The next stage is to copy the applications and data currently running in the datacenter to Azure. As the data and applications that are shared are moved, application experts are on standby to properly reconfigure and later test these applications.

At this time, a group of ‘power users’ (i.e., clients who use the software and have a deep understanding of how it should work and operate) are engaged to use the software.

Finally, all the customers who use these applications are told to use the Azure cloud implementation; and shortly afterward, the old datacenter’s copy of the software is backed-up and then the old instance is deleted (called “retired”).

This process is known as migrating to Azure cloud … full of opportunity and increasingly in demand in the marketplace.

What Is a Datacenter?

When computers were first mass adopted in society, there were mainframes and large consoles were used to access the mainframe. These mainframes were as large as basements in modern homes or even larger; they required (at times) custom, dedicated power lines just to keep them powered.

Furthermore, they were extremely expensive (the Harvard Mark I mainframe….used in the 1940s and later … had a manufacturing cost of $200,000 USD — in 2020, that would be around $3 million USD). These mainframes were used to calculate (think SUPER calculators), primarily using information called data.
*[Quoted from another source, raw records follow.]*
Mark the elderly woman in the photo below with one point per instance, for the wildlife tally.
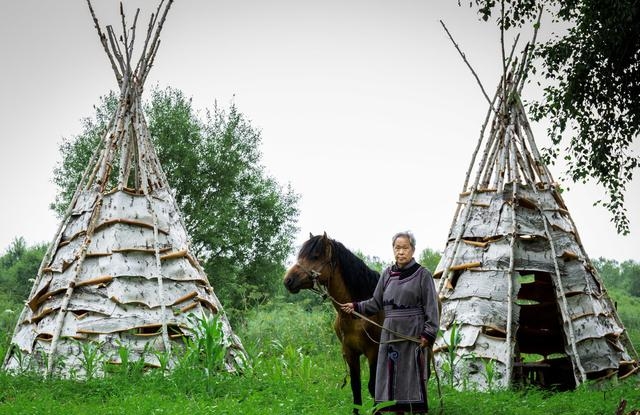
(407, 294)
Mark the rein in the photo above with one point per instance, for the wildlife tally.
(323, 291)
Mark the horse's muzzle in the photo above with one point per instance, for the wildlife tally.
(291, 285)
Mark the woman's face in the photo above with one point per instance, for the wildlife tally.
(402, 251)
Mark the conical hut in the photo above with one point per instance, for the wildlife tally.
(119, 272)
(521, 300)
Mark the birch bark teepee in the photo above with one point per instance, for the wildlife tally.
(119, 270)
(516, 283)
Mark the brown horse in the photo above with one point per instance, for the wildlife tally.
(325, 264)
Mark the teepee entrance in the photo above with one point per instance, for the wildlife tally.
(522, 302)
(119, 271)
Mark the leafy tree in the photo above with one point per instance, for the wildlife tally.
(609, 271)
(430, 259)
(630, 273)
(241, 221)
(18, 266)
(593, 73)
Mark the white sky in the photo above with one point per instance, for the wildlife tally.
(365, 107)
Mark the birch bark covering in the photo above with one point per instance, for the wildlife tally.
(119, 270)
(514, 278)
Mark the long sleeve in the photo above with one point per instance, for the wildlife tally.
(431, 309)
(373, 304)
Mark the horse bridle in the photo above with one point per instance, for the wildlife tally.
(314, 275)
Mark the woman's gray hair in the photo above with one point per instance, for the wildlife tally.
(405, 234)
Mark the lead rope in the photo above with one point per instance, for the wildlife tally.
(431, 361)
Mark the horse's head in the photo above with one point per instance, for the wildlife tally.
(314, 264)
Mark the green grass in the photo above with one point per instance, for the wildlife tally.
(296, 369)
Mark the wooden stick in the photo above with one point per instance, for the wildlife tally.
(103, 41)
(511, 276)
(464, 58)
(563, 304)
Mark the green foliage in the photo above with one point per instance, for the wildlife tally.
(91, 358)
(301, 374)
(591, 101)
(430, 259)
(372, 262)
(18, 267)
(240, 220)
(623, 276)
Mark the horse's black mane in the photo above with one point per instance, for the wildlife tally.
(359, 279)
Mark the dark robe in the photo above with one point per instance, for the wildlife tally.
(408, 297)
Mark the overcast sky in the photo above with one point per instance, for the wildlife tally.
(364, 107)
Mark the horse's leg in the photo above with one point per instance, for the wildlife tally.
(372, 358)
(353, 361)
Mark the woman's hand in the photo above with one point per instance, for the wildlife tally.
(347, 307)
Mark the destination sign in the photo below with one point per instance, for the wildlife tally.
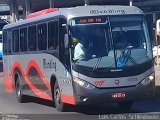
(86, 20)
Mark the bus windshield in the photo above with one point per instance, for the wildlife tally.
(110, 42)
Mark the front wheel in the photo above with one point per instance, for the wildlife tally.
(57, 99)
(125, 105)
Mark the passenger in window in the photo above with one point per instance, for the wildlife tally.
(81, 49)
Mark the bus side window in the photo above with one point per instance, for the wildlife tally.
(15, 43)
(23, 39)
(52, 35)
(42, 36)
(32, 43)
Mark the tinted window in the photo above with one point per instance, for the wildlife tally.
(23, 39)
(52, 35)
(15, 43)
(42, 36)
(32, 44)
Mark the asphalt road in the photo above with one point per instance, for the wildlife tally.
(36, 108)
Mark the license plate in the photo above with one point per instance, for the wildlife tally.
(118, 95)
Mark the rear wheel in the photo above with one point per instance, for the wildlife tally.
(18, 89)
(57, 99)
(125, 105)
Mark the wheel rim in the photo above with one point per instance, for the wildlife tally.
(57, 96)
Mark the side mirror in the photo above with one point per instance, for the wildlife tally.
(66, 40)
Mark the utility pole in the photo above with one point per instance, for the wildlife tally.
(86, 2)
(51, 3)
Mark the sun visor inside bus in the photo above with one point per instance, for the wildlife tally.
(42, 12)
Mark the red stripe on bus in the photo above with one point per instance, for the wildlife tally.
(38, 92)
(67, 99)
(32, 63)
(7, 82)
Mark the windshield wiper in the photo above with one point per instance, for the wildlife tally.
(97, 64)
(125, 57)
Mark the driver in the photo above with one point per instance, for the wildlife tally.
(80, 48)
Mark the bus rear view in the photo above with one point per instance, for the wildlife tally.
(115, 63)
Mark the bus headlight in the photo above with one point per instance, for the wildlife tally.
(148, 79)
(83, 83)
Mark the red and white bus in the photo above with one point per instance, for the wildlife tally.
(116, 64)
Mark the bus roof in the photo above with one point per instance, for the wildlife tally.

These machines were quite big; the Harvard Mark I was 9,500 pounds, or over 4 tons and was over 50 feet long. As more widespread adoption of these units became a reality, these units required massive amounts of customized real estate to house them.

Basically, you needed a large ‘center’ to house these machines that calculated new ‘data.’ Welcome to the idea of a datacenter!

A short, concise understanding of the term datacenter is a large area or room dedicated to housing larger computing devices and the network/electricity/etc. needed to keep them up and running as close to 100% of the time as possible.

Fast-forward to 2020. The typical modern datacenter may have some AS400 units (modern mainframe), but will also have large metal shelfs (called racks) which hold servers, network switches, network routers, network patch panels, backup tape drives, NAS and SAN storage units, and more. The main purpose of all these devices is to do the large calculation, manipulation, and distribution of information for an organization.

Think of it this way:

For most companies, most of the large data sets and information tables stored and updated/calculated against are stored in datacenters. Furthermore, the cloud concept is renting datacenter access from other companies (eg., Microsoft Azure).

To summarize, a data center is the large area or room dedicated to housing larger computing devices and the network/electricity/etc. needed to keep them up and running as close to 100% of the time as possible.